A previsão é de que as obras levem quatro anos para serem concluídas. O Trecho Sul terá 57 quilômetros e vai custar R$ 2,58 bilhões. Sem contar os recursos para desapropriações e compensações ambientais, estimados em R$ 3,5 bilhões.
O trecho terá início no trevo da Rodovia Régis Bittencourt e cortará seis municípios: Embu, Itapecerica da Serra, São Paulo, São Bernardo, Santo André e Ribeirão Pires. A estimativa da empresa Desenvolvimento Rodoviário S.A. (Dersa) é de que a obra reduza o tráfego de caminhões nas Marginais e na Avenida dos Bandeirantes.
Nos próximos meses, o governo abrirá outras frentes de trabalho - no Trecho Oeste, com a Rodovia Régis Bittencourt; nas Estradas de Itapecerica e Parelheiros; nas pontes das Represas Guarapiranga e Billings; no trevo da Rodovia dos Imigrantes; e na ligação com a Avenida João XXIII, em Mauá.

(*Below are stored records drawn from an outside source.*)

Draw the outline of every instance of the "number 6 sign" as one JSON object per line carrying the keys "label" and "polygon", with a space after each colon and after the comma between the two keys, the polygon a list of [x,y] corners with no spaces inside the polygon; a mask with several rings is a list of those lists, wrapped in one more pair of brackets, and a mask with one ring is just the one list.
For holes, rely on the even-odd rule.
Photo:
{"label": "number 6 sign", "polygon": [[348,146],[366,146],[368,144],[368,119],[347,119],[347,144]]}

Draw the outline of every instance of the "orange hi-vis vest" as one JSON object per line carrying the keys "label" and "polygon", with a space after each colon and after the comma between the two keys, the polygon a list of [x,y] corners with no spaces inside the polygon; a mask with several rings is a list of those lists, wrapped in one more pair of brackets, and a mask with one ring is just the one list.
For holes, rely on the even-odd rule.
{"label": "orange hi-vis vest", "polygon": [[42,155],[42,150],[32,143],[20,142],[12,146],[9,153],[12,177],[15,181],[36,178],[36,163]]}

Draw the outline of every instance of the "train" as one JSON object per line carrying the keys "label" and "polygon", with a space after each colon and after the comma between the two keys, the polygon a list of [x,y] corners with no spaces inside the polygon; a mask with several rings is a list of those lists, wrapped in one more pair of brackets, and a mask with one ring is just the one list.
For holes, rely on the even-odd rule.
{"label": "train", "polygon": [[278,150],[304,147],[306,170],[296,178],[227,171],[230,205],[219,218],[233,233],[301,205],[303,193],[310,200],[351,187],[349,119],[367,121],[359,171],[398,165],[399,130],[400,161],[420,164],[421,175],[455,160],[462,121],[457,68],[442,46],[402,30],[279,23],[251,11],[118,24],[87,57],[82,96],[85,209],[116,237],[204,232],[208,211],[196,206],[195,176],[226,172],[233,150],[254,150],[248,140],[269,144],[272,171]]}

Embora a Dersa ainda esteja em disputa judicial com alguns proprietários de imóveis - sobretudo nas áreas de mananciais -, novos atrasos estão descartados. 'O departamento jurídico já está cuidando disso', afirma José Francisco Bruno, gerente de Gestão Ambiental da Dersa. Segundo ele, se não houver acordo, a empresa entrará na Justiça pedindo posse provisória dos terrenos.
Os moradores do Jardim Areião, em São Bernardo, serão os primeiros afetados pela construção. Pelo projeto, dois quarteirões serão desocupados, e novas desapropriações podem ocorrer.
Além deles, quem vive em outros quatro bairros na periferia de São Bernardo também terá de lidar com outro empecilho. Para não gastar com condução, muitos caminham pelas trilhas que margeiam a rodovia. 'Agora vai complicar. O canteiro fica no meio do caminho', queixa-se Luzia Chaves Figueiredo.
O que mais retardou o início das obras do Trecho Sul foi a questão ambiental. Durante cinco anos, técnicos elaboraram um estudo para medir o impacto ambiental, que acabou barrado pelo Ministério Público Federal. Só no fim do ano passado chegou-se a um acordo.